On top of this, National Grid remains focussed on building its asset base by between 5% and 6% per annum on both sides of the Atlantic, a scenario that should continue to underpin solid investor returns. For the 12 months ending March 2016 National Grid is anticipated to provide a dividend of 43.8p per share, up from 42.87p in 2015 and yielding a stonking 4.8%. And this figure moves to 4.9% for 2017 due to expectations of a 45p payment.
Prudential
Thanks to its unremitting focus on emerging markets, I reckon Prudential (LSE: PRU) is in great shape to deliver excellent returns for both growth and income chasers. In particular, the company plans to extend its tentacles still further into the explosive markets of Asia, continuing the strategy of former chief executive Tidjane Thiam. And this appears to be a shrewd strategy — pre-tax profits from the continent galloped 20% higher in January-June, to $632m.

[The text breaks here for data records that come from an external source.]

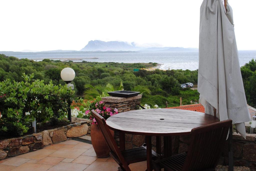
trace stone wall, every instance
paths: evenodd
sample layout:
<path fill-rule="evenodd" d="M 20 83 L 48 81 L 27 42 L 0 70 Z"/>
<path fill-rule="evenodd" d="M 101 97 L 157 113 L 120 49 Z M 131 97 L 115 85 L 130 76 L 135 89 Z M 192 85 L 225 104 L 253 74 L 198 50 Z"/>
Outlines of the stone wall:
<path fill-rule="evenodd" d="M 137 108 L 138 105 L 140 104 L 142 97 L 141 95 L 127 98 L 109 96 L 102 97 L 102 100 L 105 107 L 110 107 L 112 110 L 116 108 L 119 112 L 123 112 Z"/>
<path fill-rule="evenodd" d="M 72 123 L 66 126 L 23 137 L 0 140 L 0 160 L 90 133 L 89 120 L 74 118 L 72 119 Z"/>

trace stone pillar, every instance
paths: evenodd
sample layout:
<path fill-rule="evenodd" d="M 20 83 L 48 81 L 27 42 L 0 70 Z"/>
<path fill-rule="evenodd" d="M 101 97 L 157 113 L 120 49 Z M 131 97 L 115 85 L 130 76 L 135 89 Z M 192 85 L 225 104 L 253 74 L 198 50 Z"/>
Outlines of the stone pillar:
<path fill-rule="evenodd" d="M 112 110 L 116 108 L 120 113 L 136 110 L 137 105 L 140 104 L 142 96 L 142 95 L 139 95 L 130 97 L 109 96 L 101 98 L 105 104 L 104 106 Z"/>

But Prudential’s global presence is also giving it access to other white-hot markets, and profits from the US jumped by almost a quarter to $846m in the period. With surging business inflows also flooding the firm with cash, Prudential is predicted to hike last year’s 36.93p per share dividend to 39.8p in 2015, and again to 43.6p next year. Yields of 2.6% and 2.9% may not be spectacular, but I expect bubbly earnings expansion in the years ahead to keep driving dividends skywards.
Big Yellow Group
A steadily-improving domestic economy bodes extremely well for storage specialists Big Yellow Group (LSE: BYG), in my opinion. With citizens’ wallets become increasingly fatter, and homesteads up and down the country become more congested with the latest fashions and furnishings as retail activity takes off, the need for extra space is becoming all the more critical.
Combined with Britons’ growing reluctance to throw away old items, Big Yellow Group is reaping the rewards and is steadily expanding to cater to growing demand — the firm opened its newest outlet in Enfield in April and is busy converting another site in Cambridge. With earnings expected to keep chugging higher, the business is predicted to fork out a payment of 24.8p per share in the year to March 2016, up from 21.7p last year and yielding 3.6%. And this rises to 4% for 2017 due to predictions of a 28p dividend.